14 September, 2011


Yesterday was an anniversary of sorts for me although I'm writing this on the actual anniversary date. On September 13, 1992 I had a heart attack, a very large heart attack. What should I do? Is this an anniversary to celebrate, simply because I'm alive and can? Or is it an anniversary to be repressed because it might remind my family of a difficult time?

I'm not sure, but I'm pretty much the only one who notes its occurrence anyway. It would be my preference to celebrate the additional years of life I have been given, but I know how much worry and stress the event caused those I love. I don't want to remind them of that.

I had not felt 100% when I went to bed on the 12th, perhaps some very mild chest discomfort. It can't have been very much pain though because I easily fell asleep. Upon waking, however, things had changed dramatically, and it may have been the pain that awakened me. It was intense, and there was no doubt whatsoever in my mind that I was having a heart attack.

I woke my wife and told her I had to get to hospital - no time to wait for EMTs when she can immediately drive me the two miles to the Emergency Room. While she called relatives to come over to sit with our daughters, I had to go to the bathroom. Talk about adding insult to injury. Here I am having a heart attack, and I have to sit on the toilet. I had no choice though. Arrgghh!!

Finally I was lying in the backseat of the car. I have no idea how fast my wife drove. She pulled up and ran in the ER, and just like that they were wheeling me in.
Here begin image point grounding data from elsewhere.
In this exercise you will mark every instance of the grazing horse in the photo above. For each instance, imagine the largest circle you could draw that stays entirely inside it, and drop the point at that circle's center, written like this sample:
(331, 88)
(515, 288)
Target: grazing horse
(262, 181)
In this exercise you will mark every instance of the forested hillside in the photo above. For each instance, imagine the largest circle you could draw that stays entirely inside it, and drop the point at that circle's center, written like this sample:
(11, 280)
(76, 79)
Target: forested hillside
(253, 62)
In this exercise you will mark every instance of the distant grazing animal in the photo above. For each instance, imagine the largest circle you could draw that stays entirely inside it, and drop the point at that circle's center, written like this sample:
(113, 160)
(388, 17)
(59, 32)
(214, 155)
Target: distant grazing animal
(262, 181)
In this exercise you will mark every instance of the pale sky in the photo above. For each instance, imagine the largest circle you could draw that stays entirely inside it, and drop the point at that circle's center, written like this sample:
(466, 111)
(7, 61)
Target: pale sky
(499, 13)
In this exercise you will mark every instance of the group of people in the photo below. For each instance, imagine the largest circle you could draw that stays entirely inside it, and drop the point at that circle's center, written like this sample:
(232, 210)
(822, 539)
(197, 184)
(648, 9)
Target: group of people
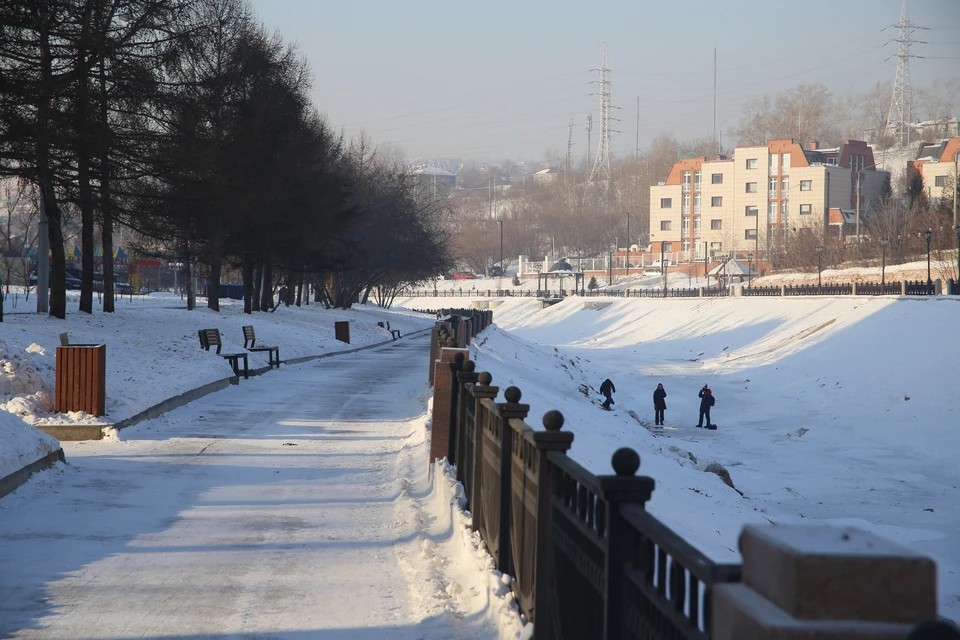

As it turns out, I had not yet had the heart attack. There was obviously a blockage though, and my heart wasn't happy. They reviewed my record as they prepared to give me a "clot buster" which would open the artery again. Oops. "He had surgery in June?" "Yes." "Oh no, medication guidelines say not to administer within six months of surgery." While they were calling my surgeon (who said give him the damn medicine now!), I had my attack as the artery closed completely. If untreated for five minutes, my kind of blockage is known as the Widow Maker.

All I really recall of that moment was actually a bit later. I got the clot buster, and blood rushed back into that part of my heart. What I recall is my internist hitting me hard in the chest with his fist. My heart had stopped, and he was starting it back up. It worked, thank goodness.

Too late though - the damage was done. The blockage, high in the coronary artery known as LAD (for those of you who know the lingo), had killed a lot of muscle and ultimately left a lot of scar tissue. In the diagram above, the blockage would be above the red spot. Although I feel pretty good today, my heart pumps only about a third of what a healthy heart pumps, and I take a few medications to rein my heart in from trying to compensate for its inefficiency.

I'm lucky. Only 36 hours earlier, I had returned from a two-day board meeting in New York City where I was staying in Syracuse University's townhouse on E 81st Street, just off Fifth Avenue. If the heart attack had occurred in my room there, I would not have survived it.

The real weirdness is that I was warned. I had dinner at the Union League Club my first night in town, and when we got to dessert, I asked for and ate something really decadent but sooooo delicious. As we finished dinner, my host joked that everyone says that dessert will probably give someone a heart attack someday!

Am I celebrating? Yeah - but I'm kind of keeping it to myself, except to share it with you.